Ein politisches Amt ist zu besetzen – ein Amt, das in der Öffentlichkeit steht. Es ist schwer, einen Kandidaten zu finden. Seit Monaten ist klar, dass es ein Problem geben wird. Das sieht nicht gut aus in der Öffentlichkeit. Das beschädigt das Amt. Die Strategen im Hintergrund denken und suchen fieberhaft. Kurz vor der Wahl meldet die seriöse Presse, jemand sei gefunden, ein bekannter Mann solle dieses Amt übernehmen, nennen wir ihn Gerd Gelob. Man ist erfreut – in der Öffentlichkeit wie in den internen Zirkeln. Die Presse veröffentlicht Loblieder auf ihn, gesungen von wichtigen Menschen. Nur er selbst weiß gar nichts davon, dass er überhaupt kandidieren wollte. Nun aber kann Gerd Gelob nicht mehr anders; ob er nun eigentlich wollte oder nicht wollte – er kandidiert. Denn ablehnen kann er das Angebot schlecht, hatte er sich doch vorher für ein anderes Amt beworben. Hier wurde er nicht gewählt. Besser gesagt verhindert. Damit er frei bleibt für den andern Posten? Gerd Gelob erinnert sich: Die Unterstützer und Lobpreiser von heute haben ihn damals nicht unterstützt. Sie wurden sogar gesehen, wie sie gegen ihn argumentierten, öffentlich. Damals hatte er einen Verdacht, wer der Strippenzieher seiner Nichtwahl war; und er hat Indizien, dass dieser auch hinter den Lobpreisungen steckt. Der Strippenzieher hat gute Pressekontakte und bleibt absolut im Hintergrund. Einer der wenigen, die sich mit jedem Kommentar zurückhalten. Ein Profi in der Taktik. Der Strippenzieher hat es nicht nötig, in der Presse zu stehen. Und es würde sein Vorhaben gefährden.

Auch wenn niemand zu Schaden kommt, kann es sich um eine Intrige handeln

Wenn der Kandidat nun ablehnt, beschädigt er das Amt und die Organisation. Das will er nicht. Gerd Gelob kandidiert und wird gewählt.

Ist dies eine Intrige? Wurde jemand geschädigt? Wer hatte einen Vorteil? Es ging doch um »das Gute«, das Ansehen der Organisation und des Amtes. Und das Image des Kandidaten hat nicht nur nicht gelitten, sondern wurde sogar verbessert. Die Lobeshymnen über ihn wird man noch einige Zeit in der Presse finden; auch wenn die Lobpreiser und Strippenzieher nie so richtig von ihm überzeugt waren. Er hat seine Aufgabe erfüllt: Das Image der Organisation ist mal wieder gerettet.

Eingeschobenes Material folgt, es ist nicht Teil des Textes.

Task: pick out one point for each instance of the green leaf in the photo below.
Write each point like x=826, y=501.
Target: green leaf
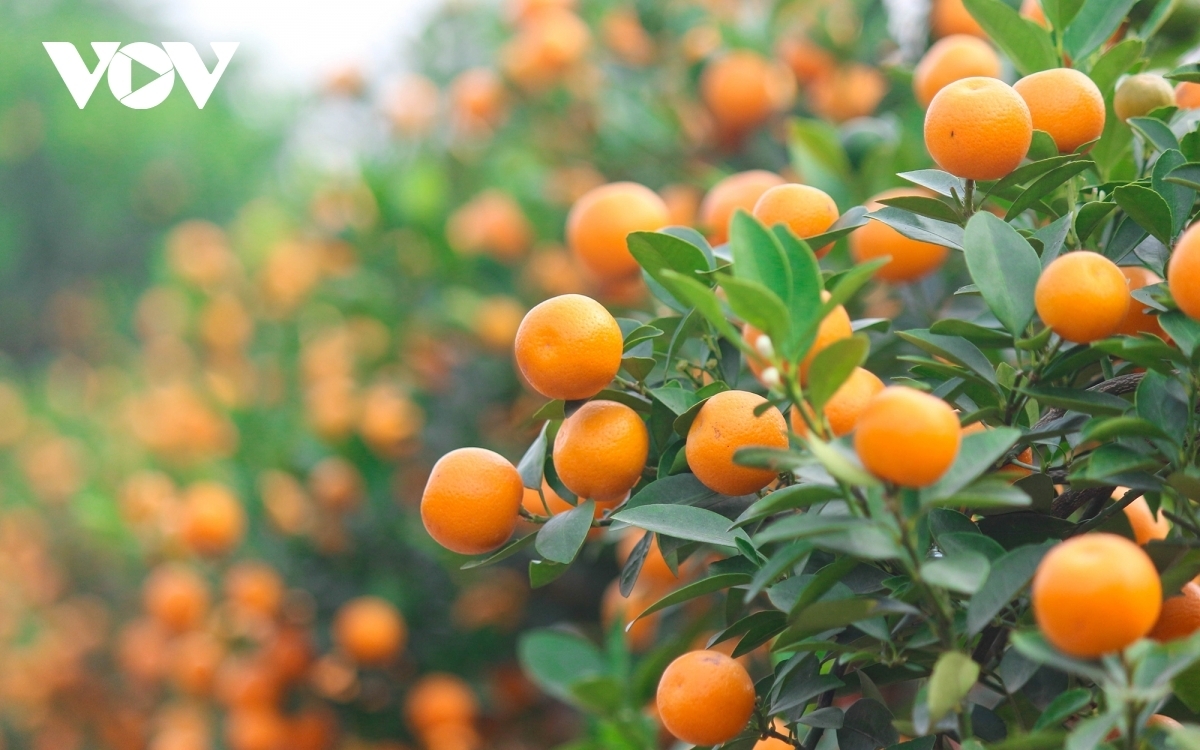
x=954, y=675
x=1089, y=402
x=642, y=333
x=533, y=463
x=1065, y=706
x=832, y=366
x=1189, y=72
x=978, y=335
x=922, y=205
x=804, y=305
x=1180, y=198
x=987, y=493
x=1035, y=647
x=977, y=454
x=1045, y=185
x=756, y=305
x=544, y=573
x=599, y=695
x=757, y=256
x=1042, y=147
x=867, y=726
x=504, y=552
x=658, y=252
x=1008, y=576
x=941, y=183
x=1107, y=430
x=840, y=463
x=960, y=543
x=1156, y=132
x=1026, y=43
x=1030, y=172
x=847, y=222
x=964, y=573
x=921, y=228
x=678, y=490
x=1005, y=268
x=1187, y=175
x=1113, y=64
x=1093, y=25
x=958, y=351
x=700, y=588
x=690, y=292
x=1090, y=217
x=561, y=539
x=556, y=660
x=683, y=522
x=1183, y=330
x=787, y=498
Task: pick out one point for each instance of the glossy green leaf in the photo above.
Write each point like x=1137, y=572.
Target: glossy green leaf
x=1005, y=268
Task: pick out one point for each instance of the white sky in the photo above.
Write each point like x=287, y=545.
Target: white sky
x=294, y=43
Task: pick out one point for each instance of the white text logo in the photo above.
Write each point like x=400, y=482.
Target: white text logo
x=165, y=60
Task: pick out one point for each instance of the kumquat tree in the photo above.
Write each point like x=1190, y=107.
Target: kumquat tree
x=757, y=375
x=996, y=545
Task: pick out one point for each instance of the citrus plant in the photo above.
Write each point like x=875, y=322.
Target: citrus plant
x=991, y=547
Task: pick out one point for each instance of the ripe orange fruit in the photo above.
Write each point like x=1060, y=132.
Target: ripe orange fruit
x=737, y=191
x=1137, y=319
x=615, y=607
x=439, y=699
x=1140, y=95
x=1180, y=616
x=255, y=588
x=195, y=663
x=742, y=89
x=213, y=519
x=1083, y=297
x=478, y=97
x=949, y=59
x=978, y=129
x=655, y=570
x=1065, y=103
x=907, y=437
x=911, y=259
x=1183, y=273
x=849, y=91
x=601, y=449
x=471, y=501
x=1032, y=10
x=1187, y=95
x=569, y=347
x=952, y=17
x=370, y=630
x=175, y=597
x=256, y=729
x=600, y=221
x=847, y=403
x=724, y=425
x=805, y=210
x=705, y=697
x=1146, y=526
x=1096, y=594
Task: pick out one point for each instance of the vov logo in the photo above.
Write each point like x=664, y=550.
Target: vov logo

Auch wenn niemand zu schaden kommt, kann es sich um eine Intrige handeln. Das definierende Kriterium einer Intrige ist »zum Schaden oder Nutzen«, egal wie groß dieser ist. Auch die weiteren Kennzeichen sind erfüllt: eine Not der Organisation, ein Plan des Intriganten und ganz viel Hinterhältigkeit. Der Schaden für das Opfer war klein – er ist zu etwas gedrängt worden, wozu er sich möglicherweise ohne Intrige nicht entschlossen hätte. Der Nutzen des Täters ist ebenfalls gering; nur wenige wissen, wer dahintersteht; er kann damit nicht prahlen. Es ist der Stakeholder, der den Nutzen hat, die Organisation; ihr Image ist gerettet und der Kandidat macht sich auch später noch gut. Ein Beispiel, dass auch Lob ein effektives Werkzeug ist und dass man Intrigen nicht von der Größe ihres Schadens oder Nutzens her definieren sollte.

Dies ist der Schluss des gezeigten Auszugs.